Cocoa producers in Ghana and the Ivory Coast set a minimum price for cocoa, but investors aren’t biting -- and it may not help as much as hoped.

Last week, cocoa cultivators in Ghana and the Ivory Coast — which together produce more than 60% of the world’s choco-beans — agreed to set a minimum cocoa price of $2.6k per ton.

In a bittersweet blow, investors call the Cocoa Cartel’s bluff

But, after spiking in a short sugar rush, cocoa prices are falling again as investors bet on consistent cocoa, Axios reports.

Can controls correct cocoa chaos?

Cocoa prices were consistently above $3k per ton between 2014 and 2016, but fell to $2.2k in March due to oversupply.

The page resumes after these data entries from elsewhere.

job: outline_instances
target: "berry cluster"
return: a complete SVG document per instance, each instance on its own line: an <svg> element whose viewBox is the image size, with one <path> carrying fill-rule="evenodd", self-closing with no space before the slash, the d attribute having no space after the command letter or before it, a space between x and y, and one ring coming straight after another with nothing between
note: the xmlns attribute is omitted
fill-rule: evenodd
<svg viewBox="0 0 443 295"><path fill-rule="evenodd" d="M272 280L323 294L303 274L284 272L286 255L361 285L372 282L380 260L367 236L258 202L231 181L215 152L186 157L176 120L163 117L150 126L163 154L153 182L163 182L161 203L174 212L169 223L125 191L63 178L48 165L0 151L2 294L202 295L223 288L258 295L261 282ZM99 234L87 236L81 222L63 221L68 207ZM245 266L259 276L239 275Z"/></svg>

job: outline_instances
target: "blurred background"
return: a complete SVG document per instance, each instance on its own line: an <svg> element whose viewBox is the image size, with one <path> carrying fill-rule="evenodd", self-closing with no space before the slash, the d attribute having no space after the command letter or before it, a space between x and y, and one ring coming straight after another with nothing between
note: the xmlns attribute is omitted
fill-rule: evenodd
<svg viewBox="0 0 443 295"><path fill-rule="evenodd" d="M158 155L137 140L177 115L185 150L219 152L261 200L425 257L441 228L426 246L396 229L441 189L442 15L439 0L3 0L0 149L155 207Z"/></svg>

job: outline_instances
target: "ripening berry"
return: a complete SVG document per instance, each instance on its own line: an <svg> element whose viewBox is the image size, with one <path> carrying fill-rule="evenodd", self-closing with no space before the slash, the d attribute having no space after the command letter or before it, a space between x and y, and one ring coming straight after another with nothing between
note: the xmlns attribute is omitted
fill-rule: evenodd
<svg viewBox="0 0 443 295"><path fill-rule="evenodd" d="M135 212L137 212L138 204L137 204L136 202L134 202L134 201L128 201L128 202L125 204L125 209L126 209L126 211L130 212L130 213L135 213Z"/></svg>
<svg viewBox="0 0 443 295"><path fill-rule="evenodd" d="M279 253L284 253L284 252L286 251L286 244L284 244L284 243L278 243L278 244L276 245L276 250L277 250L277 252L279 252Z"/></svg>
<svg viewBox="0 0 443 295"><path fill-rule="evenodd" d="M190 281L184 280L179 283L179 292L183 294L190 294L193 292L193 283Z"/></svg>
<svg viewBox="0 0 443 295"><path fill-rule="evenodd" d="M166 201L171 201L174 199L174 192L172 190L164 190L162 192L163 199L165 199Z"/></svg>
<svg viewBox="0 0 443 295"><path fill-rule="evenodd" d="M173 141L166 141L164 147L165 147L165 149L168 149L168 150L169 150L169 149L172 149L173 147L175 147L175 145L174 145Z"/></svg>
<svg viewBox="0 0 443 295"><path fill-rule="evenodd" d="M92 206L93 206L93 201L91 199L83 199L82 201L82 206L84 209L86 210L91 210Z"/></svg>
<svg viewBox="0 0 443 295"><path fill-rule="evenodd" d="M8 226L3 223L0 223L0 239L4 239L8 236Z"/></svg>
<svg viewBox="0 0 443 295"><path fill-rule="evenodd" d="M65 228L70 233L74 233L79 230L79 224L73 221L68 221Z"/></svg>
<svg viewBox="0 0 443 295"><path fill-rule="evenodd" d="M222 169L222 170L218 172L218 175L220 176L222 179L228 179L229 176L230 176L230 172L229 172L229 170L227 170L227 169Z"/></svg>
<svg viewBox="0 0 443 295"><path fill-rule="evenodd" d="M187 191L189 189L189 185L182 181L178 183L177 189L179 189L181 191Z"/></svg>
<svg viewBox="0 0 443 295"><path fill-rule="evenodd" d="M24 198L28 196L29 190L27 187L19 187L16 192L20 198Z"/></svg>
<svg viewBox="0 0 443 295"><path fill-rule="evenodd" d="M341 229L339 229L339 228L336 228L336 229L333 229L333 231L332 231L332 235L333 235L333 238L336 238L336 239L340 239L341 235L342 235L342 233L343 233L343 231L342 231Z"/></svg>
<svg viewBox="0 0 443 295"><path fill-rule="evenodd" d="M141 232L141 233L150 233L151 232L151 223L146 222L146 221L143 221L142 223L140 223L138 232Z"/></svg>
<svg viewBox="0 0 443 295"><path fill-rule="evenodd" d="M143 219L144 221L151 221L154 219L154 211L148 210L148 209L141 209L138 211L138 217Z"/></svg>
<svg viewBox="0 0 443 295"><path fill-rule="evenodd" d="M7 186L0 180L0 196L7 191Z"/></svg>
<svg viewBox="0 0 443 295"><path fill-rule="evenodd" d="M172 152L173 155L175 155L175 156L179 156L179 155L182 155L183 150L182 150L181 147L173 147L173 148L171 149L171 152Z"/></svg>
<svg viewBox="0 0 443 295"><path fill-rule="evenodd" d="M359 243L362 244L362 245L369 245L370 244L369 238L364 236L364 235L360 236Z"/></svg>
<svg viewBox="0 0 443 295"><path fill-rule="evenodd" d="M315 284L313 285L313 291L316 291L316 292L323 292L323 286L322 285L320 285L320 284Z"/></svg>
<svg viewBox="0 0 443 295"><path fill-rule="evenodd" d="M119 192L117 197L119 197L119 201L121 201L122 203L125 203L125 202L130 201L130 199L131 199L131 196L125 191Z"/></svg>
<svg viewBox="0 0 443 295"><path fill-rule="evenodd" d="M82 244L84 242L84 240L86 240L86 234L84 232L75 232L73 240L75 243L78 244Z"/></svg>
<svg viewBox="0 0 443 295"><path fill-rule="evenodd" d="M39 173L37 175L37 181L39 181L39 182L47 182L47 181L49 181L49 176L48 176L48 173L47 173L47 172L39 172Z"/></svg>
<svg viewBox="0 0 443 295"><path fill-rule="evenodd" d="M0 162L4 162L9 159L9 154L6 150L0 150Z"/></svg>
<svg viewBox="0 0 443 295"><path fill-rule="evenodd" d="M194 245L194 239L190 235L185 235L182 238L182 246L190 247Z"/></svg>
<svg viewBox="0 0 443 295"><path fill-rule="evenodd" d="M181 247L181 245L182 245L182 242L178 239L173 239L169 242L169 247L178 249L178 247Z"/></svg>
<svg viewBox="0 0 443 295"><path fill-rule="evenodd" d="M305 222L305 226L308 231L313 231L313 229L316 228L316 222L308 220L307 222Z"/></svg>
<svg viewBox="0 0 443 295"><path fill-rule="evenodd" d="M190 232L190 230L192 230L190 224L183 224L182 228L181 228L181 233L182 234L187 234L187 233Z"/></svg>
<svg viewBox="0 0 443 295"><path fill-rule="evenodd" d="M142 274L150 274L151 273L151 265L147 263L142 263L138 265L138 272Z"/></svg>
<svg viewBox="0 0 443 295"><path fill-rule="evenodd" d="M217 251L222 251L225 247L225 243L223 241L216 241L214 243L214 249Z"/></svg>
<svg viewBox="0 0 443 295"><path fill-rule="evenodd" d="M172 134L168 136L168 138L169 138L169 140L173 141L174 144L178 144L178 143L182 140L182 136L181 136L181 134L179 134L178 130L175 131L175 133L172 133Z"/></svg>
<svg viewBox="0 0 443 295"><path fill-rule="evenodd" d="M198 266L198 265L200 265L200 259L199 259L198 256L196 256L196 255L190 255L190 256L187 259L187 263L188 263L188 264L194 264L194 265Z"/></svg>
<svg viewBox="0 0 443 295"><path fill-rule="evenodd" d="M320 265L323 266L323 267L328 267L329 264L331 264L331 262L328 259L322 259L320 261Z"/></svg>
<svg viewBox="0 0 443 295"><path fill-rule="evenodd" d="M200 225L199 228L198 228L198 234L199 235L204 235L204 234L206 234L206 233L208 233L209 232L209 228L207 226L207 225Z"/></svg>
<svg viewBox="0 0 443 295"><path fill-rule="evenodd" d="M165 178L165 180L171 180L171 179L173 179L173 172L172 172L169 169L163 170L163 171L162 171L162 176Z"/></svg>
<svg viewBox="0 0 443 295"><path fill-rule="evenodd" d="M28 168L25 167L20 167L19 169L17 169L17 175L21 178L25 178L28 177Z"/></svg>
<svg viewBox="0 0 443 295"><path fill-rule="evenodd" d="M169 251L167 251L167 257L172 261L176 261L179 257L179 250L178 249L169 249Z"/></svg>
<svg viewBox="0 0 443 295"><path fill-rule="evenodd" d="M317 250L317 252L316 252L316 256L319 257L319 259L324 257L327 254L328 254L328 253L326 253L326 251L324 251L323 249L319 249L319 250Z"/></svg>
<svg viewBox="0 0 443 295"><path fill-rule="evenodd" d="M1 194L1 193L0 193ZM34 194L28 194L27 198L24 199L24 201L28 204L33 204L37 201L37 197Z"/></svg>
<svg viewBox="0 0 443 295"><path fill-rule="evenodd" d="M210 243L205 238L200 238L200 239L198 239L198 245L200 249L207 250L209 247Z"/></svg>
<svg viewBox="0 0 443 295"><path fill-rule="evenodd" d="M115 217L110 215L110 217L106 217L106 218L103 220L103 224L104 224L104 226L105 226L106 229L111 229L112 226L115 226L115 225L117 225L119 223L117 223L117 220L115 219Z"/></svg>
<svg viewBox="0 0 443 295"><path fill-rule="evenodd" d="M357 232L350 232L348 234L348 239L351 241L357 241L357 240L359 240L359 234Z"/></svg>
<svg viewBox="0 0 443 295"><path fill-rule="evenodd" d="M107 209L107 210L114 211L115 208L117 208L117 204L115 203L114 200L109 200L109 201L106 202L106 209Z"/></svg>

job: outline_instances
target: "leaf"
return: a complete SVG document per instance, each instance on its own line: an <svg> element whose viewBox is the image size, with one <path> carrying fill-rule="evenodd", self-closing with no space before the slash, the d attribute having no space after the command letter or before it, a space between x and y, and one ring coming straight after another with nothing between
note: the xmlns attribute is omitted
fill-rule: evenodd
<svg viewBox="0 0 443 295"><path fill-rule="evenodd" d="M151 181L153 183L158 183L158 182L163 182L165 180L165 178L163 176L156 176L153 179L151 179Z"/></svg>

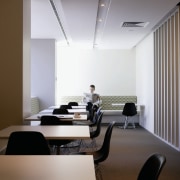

So Ghana and the Ivory Coast planned to use their massive market share to keep prices sweet — and prevent some of cocoa’s bitter problems.

The considerable conundrums of commodity cocoa

Consumers spend $100B on chocolate every year, but only $5B of that ends up in Africa — where ⅔ of that chocolate comes from. 

This lack of cocoa cash results in reliance on child labor (the industry employs 1.6m children, some trafficked from other countries) and rock-bottom wages (most cocoa families live on less than $2 per day). 

Proponents argue fixing prices could keep kids out of the fields. 

But others argue that processing, not price, is more powerful, pointing to successes in Indonesia — which increased its proportion of value-added cocoa exports from <20% in 2010 to around 95% today.